CHAMBER OF MINES RELEASES FINAL INDEPENDENT REPORT ON TRADE MISINVOICING
Calls on UNCTAD to withdraw its report and acknowledge its shortcomings
Johannesburg, 22 August 2017: The Chamber of Mines is pleased to release the third and final report in a series commissioned to examine the July 2016 UNCTAD report entitled Trade Misinvoicing in Primary Commodities in Developing Countries: The cases of Chile, Cote d’Ivoire, Nigeria, South Africa and Zambia. UNCTAD revised the report in December, though its fundamentals remained unchanged.

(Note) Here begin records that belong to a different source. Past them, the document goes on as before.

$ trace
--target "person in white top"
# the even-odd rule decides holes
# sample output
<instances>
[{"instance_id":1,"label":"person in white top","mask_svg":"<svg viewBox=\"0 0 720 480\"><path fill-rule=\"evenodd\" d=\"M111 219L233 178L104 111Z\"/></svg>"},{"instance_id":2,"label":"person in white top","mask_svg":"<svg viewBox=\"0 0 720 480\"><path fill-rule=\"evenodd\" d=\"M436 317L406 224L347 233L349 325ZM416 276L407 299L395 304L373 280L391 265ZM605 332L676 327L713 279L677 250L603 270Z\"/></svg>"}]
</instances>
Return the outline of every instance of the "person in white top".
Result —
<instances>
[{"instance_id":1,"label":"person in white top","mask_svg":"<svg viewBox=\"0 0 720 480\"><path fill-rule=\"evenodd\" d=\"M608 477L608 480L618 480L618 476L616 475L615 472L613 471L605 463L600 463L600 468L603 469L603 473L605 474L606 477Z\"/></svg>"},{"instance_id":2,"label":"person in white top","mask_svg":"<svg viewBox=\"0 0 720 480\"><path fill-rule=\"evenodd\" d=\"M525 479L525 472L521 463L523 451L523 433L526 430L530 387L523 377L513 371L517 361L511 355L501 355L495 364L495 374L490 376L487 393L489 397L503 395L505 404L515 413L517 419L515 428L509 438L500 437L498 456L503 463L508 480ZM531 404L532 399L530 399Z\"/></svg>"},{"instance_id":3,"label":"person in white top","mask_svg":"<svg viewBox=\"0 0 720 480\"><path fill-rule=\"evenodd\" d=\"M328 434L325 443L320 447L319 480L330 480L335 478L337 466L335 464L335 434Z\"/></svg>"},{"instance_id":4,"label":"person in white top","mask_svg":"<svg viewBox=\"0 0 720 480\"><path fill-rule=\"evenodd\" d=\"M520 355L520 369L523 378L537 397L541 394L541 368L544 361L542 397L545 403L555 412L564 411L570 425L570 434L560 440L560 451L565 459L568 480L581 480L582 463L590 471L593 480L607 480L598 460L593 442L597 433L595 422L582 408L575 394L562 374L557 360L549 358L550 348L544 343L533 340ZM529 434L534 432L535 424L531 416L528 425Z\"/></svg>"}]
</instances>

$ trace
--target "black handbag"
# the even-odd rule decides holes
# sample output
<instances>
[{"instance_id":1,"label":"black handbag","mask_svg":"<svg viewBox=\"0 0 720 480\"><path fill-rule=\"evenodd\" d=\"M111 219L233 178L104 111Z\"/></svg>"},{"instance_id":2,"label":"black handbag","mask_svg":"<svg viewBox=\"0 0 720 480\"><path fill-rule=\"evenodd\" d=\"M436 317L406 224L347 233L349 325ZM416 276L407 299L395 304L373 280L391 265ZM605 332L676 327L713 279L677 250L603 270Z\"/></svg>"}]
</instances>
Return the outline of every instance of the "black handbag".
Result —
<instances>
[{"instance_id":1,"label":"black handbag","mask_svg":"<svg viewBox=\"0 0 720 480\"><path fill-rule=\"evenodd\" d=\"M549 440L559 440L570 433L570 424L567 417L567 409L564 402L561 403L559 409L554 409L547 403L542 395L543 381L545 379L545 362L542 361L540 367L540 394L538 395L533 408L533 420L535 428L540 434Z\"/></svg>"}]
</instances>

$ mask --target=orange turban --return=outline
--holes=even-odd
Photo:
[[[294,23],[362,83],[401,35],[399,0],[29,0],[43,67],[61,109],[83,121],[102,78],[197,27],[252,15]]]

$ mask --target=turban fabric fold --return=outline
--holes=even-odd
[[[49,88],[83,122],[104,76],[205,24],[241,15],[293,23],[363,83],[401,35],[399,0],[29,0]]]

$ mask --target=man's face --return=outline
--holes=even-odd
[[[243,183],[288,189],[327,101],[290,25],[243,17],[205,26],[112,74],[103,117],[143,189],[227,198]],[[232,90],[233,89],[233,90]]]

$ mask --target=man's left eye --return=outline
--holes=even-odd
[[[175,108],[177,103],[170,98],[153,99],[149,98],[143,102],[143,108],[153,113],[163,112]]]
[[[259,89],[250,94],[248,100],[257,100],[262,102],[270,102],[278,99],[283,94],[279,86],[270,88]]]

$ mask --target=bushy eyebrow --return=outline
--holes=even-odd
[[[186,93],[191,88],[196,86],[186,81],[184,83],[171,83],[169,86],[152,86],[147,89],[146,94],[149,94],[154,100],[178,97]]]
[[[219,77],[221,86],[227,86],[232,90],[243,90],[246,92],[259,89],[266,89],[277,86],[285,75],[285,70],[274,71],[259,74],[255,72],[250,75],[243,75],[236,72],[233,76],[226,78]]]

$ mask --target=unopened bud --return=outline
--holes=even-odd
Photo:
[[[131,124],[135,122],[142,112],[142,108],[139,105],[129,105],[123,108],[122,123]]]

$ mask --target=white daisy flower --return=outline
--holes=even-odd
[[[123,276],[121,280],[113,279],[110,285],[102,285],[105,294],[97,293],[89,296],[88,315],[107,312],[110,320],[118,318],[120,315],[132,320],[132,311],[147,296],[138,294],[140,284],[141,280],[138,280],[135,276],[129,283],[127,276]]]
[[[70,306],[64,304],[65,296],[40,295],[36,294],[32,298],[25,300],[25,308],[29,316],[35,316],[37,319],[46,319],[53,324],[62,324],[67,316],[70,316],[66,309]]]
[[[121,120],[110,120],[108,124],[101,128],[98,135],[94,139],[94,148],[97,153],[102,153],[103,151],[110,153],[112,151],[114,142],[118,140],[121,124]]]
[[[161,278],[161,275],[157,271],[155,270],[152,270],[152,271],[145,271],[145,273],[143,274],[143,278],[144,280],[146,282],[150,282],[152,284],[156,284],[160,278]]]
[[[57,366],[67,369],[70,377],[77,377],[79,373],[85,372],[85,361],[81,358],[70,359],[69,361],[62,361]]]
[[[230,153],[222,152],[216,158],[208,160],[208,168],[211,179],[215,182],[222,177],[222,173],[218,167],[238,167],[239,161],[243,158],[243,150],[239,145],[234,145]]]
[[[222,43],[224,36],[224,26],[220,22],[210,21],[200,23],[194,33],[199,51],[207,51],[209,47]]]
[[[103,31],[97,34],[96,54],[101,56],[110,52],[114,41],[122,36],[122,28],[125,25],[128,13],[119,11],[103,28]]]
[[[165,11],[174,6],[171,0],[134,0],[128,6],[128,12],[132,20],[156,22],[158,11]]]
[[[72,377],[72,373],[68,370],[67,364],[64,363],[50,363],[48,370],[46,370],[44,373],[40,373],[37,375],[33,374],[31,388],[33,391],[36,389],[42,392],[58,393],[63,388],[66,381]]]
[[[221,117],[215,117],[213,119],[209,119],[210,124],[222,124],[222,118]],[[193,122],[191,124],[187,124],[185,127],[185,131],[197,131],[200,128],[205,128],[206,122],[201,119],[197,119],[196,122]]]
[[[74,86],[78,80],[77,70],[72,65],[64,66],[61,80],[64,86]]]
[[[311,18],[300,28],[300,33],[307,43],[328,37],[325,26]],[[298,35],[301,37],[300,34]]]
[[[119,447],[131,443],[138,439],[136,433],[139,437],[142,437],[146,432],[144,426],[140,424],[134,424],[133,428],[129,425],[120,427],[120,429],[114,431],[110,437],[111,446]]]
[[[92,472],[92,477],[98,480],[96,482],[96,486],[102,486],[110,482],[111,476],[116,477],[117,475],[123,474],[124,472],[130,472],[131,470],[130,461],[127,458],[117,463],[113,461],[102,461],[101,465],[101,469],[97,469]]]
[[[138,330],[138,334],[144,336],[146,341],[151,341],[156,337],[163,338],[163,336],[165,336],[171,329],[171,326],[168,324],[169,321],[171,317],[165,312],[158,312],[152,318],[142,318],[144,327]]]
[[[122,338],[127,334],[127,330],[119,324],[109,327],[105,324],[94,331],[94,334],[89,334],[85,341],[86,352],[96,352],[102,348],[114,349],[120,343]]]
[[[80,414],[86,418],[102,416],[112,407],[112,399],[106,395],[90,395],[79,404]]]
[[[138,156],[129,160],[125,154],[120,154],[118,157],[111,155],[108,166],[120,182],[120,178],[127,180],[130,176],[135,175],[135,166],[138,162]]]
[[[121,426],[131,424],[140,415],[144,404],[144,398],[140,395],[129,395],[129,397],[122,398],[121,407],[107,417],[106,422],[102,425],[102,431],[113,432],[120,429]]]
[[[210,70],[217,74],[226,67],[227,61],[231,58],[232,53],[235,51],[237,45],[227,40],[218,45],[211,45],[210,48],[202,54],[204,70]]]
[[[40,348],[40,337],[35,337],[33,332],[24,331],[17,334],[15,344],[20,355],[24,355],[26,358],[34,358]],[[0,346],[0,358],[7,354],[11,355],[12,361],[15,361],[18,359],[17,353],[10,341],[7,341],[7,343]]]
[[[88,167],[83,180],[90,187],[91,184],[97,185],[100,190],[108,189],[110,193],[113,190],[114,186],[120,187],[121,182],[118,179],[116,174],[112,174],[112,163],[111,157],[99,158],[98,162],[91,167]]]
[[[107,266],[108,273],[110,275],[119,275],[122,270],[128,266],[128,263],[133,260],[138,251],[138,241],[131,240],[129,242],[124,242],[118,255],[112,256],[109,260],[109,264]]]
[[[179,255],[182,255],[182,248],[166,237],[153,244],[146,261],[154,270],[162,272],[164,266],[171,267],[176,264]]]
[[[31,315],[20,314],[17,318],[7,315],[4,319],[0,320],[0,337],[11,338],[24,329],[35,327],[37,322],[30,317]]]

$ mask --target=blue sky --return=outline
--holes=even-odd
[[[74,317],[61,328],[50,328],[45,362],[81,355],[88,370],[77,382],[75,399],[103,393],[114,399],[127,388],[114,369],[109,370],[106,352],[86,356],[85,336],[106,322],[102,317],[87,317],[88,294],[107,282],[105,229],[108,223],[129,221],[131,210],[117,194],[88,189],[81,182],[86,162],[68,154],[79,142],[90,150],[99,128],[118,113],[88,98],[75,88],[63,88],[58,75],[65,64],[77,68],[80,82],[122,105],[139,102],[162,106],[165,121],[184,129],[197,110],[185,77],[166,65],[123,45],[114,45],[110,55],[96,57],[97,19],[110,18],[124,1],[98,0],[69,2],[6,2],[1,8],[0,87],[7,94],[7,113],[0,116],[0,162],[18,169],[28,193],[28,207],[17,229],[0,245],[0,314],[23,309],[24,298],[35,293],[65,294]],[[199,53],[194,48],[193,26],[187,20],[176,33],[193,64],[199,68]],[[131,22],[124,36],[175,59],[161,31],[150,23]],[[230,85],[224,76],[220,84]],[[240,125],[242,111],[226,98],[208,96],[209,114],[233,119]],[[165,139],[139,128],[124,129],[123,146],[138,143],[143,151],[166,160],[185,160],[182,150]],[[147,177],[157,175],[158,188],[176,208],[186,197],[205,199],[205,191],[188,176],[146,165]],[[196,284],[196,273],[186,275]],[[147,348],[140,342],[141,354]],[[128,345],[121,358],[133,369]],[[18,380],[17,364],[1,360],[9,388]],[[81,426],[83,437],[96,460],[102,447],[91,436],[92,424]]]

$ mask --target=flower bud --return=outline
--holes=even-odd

The UNCTAD report purportedly found widespread underinvoicing which, it alleged, was designed by commodities producers to evade tax and other entitlements due to the fiscal authorities. For South Africa, the report calculated cumulative underinvoicing over the period 2000-2014 to have amounted to US$102.8 billion (in constant 2014 US dollars): US$620 million for iron ore; US$24 billion for silver and platinum; and US$78.2 billion for gold.
Introduction
The first two Chamber-commissioned Eunomix reports, published in December and February respectively, focused on UNCTAD’s gold scenarios. The third, which we publish today and can be found here, deals with the other commodities.